Tiene razón la demandada cuando afirma que la Juzgadora de instancia omitió pronunciarse expresamente sobre la aducida excepción, pero es evidente que fue tácitamente rechazada desde el momento en que estimó la demanda. En cualquier caso, el posible defecto de pronunciamiento expreso o de motivación al respecto, ha sido colmado de manera suficiente con lo anteriormente expuesto.
TERCERO: El segundo motivo de impugnación aducido por la demandada también debe ser desestimado.

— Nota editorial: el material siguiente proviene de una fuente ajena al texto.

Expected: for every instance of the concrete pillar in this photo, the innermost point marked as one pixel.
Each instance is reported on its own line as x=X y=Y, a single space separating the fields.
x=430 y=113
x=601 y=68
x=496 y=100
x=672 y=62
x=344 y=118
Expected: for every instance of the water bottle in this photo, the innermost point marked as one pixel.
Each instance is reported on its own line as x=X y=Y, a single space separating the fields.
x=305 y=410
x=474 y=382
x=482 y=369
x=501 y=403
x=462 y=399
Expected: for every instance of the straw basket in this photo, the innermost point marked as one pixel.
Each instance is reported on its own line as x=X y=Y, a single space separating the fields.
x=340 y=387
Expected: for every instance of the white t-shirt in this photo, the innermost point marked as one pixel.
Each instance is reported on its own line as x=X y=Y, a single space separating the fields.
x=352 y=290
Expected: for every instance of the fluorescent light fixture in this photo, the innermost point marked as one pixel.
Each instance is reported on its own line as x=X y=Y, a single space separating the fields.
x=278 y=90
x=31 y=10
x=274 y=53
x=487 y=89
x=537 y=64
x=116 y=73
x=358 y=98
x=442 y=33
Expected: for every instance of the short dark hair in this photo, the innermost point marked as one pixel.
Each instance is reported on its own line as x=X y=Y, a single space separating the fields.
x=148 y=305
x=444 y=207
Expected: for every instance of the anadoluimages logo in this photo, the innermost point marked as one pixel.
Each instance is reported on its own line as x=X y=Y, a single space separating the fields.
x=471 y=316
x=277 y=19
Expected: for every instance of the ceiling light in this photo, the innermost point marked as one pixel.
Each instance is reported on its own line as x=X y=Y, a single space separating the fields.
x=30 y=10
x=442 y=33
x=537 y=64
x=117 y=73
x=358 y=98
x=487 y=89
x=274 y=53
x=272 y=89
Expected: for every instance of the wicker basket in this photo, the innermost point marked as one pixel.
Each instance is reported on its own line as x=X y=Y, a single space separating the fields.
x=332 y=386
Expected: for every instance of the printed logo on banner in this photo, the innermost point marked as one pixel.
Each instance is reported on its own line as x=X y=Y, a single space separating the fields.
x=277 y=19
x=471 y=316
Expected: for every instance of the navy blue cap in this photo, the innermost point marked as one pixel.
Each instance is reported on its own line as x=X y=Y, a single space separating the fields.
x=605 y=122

Es tan claro el tener literal de la cláusula 8ª del contrato, que huelga acudir a cualquiera de las normas establecidas en el CC para interpretarlo. Como se expresa en el art. 1.281 del CC , si los términos de un contrato son claros y no dejan lugar a duda sobre la intención de los contratantes, como ocurre en el presente supuesto, se estará al sentido literal de sus cláusulas.
Es más que evidente que lo que la cláusula 8ª prevé es una compensación al adquirente de las acciones por la pérdida del valor de las mismas, a pesar del precio abonado por ellas, con motivo de la devaluación de las fincas a las que se refiere, y que constituyen su principal activo. Difícilmente puede verse en ella 'una cláusula penal de las previstas en el art. 1.152 del CC , que tiene el propósito de fijar la indemnización de daños y perjuicios, producidos por el incumplimiento de una obligación de entrega de una determinada superficie edificable', como aduce la demandada en su escrito de recurso.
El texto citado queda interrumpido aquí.